Based on discussion here and on another patch, I'm going to try Adrian's suggestion.

DavidSpickett planned changes to this revision.Apr 4 2023, 2:05 AM

Move the type generation into a new plugin type, RegisterTypeBuilder.

This means we're still resuing types if you read the same register
multiple times, but we are recreating the plugin each time. So that
could be improved if people think it's worth it.

The code path is now:

  • register read calls dumpregister
  • which calls GetRegisterType on Target
  • Target gets the plugin and asks it to make the type

The way it does all that is exactly the same as before, but now
we aren't linking directly to a plugin to do it.

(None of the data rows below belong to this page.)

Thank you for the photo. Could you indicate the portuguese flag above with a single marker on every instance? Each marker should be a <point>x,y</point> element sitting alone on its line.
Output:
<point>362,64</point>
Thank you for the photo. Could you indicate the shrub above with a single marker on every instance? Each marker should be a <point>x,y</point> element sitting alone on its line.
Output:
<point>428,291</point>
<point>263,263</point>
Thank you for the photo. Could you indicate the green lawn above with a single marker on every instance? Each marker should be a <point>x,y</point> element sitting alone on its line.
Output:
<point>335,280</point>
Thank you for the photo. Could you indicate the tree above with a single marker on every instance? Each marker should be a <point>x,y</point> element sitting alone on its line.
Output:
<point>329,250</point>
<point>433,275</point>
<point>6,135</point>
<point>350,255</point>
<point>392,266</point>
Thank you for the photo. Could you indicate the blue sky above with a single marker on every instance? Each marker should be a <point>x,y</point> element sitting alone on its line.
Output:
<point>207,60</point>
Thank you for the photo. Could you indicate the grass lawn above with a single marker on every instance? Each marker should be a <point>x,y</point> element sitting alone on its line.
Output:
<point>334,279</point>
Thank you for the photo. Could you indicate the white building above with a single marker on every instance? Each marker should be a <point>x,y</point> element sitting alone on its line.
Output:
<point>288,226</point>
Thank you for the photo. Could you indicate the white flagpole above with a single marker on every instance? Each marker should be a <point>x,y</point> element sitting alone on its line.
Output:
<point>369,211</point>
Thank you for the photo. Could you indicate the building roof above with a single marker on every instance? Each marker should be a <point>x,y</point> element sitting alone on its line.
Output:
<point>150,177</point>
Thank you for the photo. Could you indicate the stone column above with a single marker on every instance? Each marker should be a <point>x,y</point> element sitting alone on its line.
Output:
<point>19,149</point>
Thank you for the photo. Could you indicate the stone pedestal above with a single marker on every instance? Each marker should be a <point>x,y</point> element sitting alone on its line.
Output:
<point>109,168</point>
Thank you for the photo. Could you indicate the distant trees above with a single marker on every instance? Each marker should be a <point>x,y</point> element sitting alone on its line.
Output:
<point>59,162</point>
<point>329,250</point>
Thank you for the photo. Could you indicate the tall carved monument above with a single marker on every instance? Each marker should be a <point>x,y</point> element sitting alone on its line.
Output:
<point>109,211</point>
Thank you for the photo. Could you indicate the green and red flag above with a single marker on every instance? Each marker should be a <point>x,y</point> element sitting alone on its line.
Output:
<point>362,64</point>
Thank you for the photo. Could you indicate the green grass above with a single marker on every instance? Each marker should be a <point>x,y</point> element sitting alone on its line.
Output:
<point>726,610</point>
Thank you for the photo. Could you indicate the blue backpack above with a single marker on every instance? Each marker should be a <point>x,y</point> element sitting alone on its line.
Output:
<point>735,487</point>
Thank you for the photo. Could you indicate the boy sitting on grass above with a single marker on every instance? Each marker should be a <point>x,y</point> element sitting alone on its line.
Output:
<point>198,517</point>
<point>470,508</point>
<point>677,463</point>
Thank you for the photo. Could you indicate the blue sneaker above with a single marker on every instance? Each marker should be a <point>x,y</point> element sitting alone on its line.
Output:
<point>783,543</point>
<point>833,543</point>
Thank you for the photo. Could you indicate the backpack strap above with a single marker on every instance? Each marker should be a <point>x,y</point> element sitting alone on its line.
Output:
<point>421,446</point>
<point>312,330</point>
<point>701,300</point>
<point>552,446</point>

Also I am assuming that RegisterTypeBuilderClang is the only implementation
and is always present (a singleton plugin sort of). Which seems fine but I
don't know if that's a good way to treat plugins in general.

This revision is now accepted and ready to land.Apr 5 2023, 7:32 AM
DavidSpickett edited the summary of this revision. (Show Details)Apr 5 2023, 7:33 AM
DavidSpickett marked 9 inline comments as done.Apr 5 2023, 7:35 AM

@bulbazord Please take a look and see if I've done the plugin/core code split correctly.

@bulbazord Please take a look and see if I've done the plugin/core code split correctly.

This looks fine. Thanks for being flexible and working with us to find something that maintains the split even if the end result feels more complex.